Sélection officielle de la Berlinale 2021
Sortie le mercredi 12 octobre 2022


 


Ce premier long métrage argentino-franco-suisse de Andreas Fontana a été sélectionné à Berlin en 2021. Dans le rôle principal, le sombre Fabrizio Rongione interprète le nouveau banquier suisse Yvan De Wiel, qui doit se rendre en Argentine pour remplacer son associé Keys, mystérieusement disparu. Le pays est alors en pleine dictature militaire. Yvan doit renouer avec les clients de la banque, ceux qui travaillaient avec Keys.
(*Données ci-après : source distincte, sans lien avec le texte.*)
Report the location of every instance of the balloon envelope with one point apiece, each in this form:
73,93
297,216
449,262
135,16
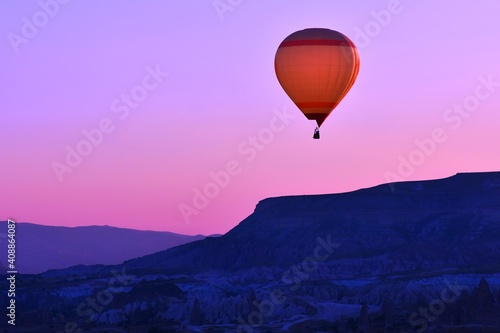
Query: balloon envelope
316,68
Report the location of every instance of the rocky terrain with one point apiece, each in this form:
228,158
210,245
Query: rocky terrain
41,247
405,257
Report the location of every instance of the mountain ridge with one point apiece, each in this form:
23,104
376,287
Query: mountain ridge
40,247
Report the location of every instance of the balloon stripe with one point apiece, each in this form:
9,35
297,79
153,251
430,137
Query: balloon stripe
307,42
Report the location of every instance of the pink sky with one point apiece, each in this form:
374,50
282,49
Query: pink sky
418,61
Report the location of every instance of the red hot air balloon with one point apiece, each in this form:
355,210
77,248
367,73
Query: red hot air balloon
316,68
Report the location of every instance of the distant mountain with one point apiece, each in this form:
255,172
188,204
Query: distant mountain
409,227
381,259
40,248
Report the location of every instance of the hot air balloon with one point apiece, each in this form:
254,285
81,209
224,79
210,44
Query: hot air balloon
316,68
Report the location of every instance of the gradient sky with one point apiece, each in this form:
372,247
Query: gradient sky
70,75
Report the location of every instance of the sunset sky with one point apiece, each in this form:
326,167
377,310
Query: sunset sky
173,92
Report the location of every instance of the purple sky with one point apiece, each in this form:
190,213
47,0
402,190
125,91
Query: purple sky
425,68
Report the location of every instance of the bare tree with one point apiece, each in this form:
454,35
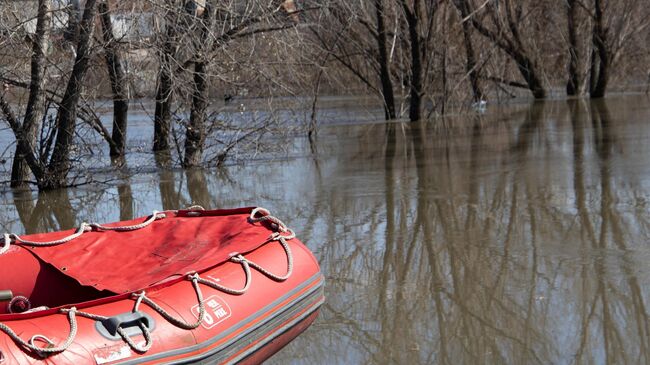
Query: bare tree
471,65
53,174
575,80
195,131
119,87
503,23
36,104
384,62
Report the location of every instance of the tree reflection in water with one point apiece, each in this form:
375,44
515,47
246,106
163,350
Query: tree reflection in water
518,236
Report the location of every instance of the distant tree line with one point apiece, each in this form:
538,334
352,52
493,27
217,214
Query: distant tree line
416,56
428,53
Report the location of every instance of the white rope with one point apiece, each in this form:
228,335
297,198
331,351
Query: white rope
142,298
247,271
269,274
10,238
152,218
175,321
44,351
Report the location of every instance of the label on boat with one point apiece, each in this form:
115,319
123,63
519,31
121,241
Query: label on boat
108,354
216,311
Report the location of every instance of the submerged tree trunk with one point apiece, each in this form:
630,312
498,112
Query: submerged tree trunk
384,63
67,113
574,83
470,54
164,92
117,76
415,94
509,39
20,171
195,132
600,59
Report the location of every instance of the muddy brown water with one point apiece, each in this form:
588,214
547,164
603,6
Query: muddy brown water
516,236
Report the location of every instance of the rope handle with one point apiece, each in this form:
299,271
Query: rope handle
142,298
12,238
51,349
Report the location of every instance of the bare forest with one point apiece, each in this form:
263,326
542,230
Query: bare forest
195,60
Il est prêt pour cela à négocier avec la junte militaire, la corruption, le pouvoir dissimulé, sujet à toutes les manipulations et manœuvres les plus déloyales. Tel le religieux incarné magnifiquement par Pablo Torre Nilson, absolument repoussant de saloperie.


 

Le drame socialo-politique débute par des tableaux peints à la manière de Edward Hopper, une surprise d’une possible picturalité. On découvre effectivement, dans Azor, un goût particulier du réalisateur pour la fabrication et l’esthétisation des images. Des plans sobres, relativement fixes, peu habités sinon de quelques personnages principaux, des angles de vues cadrés sur les visages, expressions souvent mutiques, peu de mouvements, pour ne pas dire absence de mouvements.


 


 

L’atmosphère est celle, feutrée, des grandes habitations bourgeoises entourées de parcs de plusieurs hectares, où des chevaux montés par les propriétaires avancent d’un pas tranquille entre les arbres. Aucune foule, aucune réunion bruyante, des conversations à bas bruit, chuchotées, dans des salons privés. Le personnage de Keys est le guide absent de l’intrigue et du suspense aussi mystérieux que dramatique.


 

Le scénario, écrit par Andreas Fontana et Mariano Llinas, est d’une force silencieuse exceptionnelle ; rien ne filtre, rien ne transpire, le film est un bloc de silence aussi dense que la végétation, aussi opaque que l’écho des pièces vides des maisons, déchiré par instants par la stridence sourde d’une musique qui fait froid dans le dos. Un film ponctué sans cesse par l’absence du personnage principal Keys, qui résonne comme le leitmotiv d’un drame, qui eut lieu ou peut-être pas encore, sorte d’échos permanents aux manigances et ruses des banquiers suisses à l’encontre des grandes fortunes d’Argentine. Un film énigmatique préférant rester sur le mystère d’une disparition comme certitude du pouvoir, plutôt que de déjouer les règles du secret.

Gisèle Breteau Skira
Jeune Cinéma n°417-418, octobre 2022


Azor. Réal : Andreas Fontana ; sc : A.F. & Mariano Llinas ; ph : Gabriel Sandru ;mont : Nicolas Desmaison ; mu : Paul Courlet. Int : Fabrizio Rongione, Stéphanie Cléau, Carmen Iriondo, Juan Trench, Pablo Torre Nilsson, Elli Medeiros (Argentine-France-Suisse, 2021, 100 mn).